At this juncture, it is unclear if the eventual GOP presidential nominee will be able to defeat President Obama. Therefore, in this time of high unemployment and out of control spending, if Republicans want to limit the Obama administration’s negative impact on the economy, Republicans must find a way to win back the U.S. Senate in 2012. To do accomplish this, the infighting among Republicans needs to cease. The New York Times’ Jennifer Steinhauser reviews the political landscape:
In a number of states where Republicans have been hopeful of picking up a seat, they are being hampered by some of the same dynamics that vexed their party in 2008, including trouble recruiting strong and experienced candidates, intra-party fighting, weak fund-raising and the very same anti-incumbent sentiment that also threatens Democrats.
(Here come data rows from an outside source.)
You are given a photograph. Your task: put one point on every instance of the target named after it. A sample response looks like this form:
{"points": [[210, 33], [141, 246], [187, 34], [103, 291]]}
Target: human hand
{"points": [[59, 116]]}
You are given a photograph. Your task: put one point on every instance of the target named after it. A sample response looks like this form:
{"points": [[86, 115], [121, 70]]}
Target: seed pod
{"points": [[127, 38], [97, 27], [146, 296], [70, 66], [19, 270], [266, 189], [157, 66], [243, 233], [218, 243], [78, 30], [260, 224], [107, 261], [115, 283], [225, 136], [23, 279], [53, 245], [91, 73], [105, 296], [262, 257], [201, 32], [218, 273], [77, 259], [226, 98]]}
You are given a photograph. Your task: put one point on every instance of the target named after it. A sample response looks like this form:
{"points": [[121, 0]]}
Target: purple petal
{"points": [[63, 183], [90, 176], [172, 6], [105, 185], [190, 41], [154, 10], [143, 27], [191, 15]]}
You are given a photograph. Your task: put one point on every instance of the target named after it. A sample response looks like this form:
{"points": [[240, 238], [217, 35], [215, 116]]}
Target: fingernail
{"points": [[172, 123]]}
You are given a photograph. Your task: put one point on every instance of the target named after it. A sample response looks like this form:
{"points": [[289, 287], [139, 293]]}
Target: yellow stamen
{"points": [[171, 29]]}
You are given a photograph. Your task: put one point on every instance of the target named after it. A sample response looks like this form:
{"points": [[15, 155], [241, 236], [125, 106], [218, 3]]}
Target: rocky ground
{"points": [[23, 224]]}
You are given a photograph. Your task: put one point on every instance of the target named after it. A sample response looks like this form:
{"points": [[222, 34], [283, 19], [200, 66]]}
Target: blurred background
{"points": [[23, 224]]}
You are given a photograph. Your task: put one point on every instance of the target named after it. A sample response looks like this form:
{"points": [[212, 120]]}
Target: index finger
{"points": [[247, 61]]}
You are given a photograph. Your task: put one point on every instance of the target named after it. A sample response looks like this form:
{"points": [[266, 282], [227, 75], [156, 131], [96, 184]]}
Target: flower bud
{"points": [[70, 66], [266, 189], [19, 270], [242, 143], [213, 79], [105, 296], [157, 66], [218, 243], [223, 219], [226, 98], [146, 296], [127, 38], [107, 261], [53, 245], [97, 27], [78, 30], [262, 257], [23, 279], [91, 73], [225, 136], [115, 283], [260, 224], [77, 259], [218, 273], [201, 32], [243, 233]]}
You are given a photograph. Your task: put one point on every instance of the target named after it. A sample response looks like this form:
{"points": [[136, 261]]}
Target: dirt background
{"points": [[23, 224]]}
Winning the Senate is tantalizingly within reach for Republicans, who have just 10 seats up for re-election, compared with the 23 that Democrats will defend next year, many of them in states where Democrats barely won in strong years for their party. Powerful national political trends continue to favor Republicans, especially in a weak economy.
Of 33 Senate races next year, an analysis by The New York Times finds that 15 of them are currently competitive. The analysis, which is based on an evaluation of the candidates, polling and fund-raising results and the political and economic trends in the states, rates eight of them — Hawaii, Missouri, Montana, Nebraska, Virginia, Wisconsin, Massachusetts and Nevada — as tossups. Florida, Ohio, Michigan, Pennsylvania and New Mexico are rated as lean Democratic, while Arizona and North Dakota are rated lean Republican.
On balance, Republicans enter the 2012 Senate races with a solid chance of reversing the 53-47 advantage held by Democrats, which includes two independents who caucus with Democrats.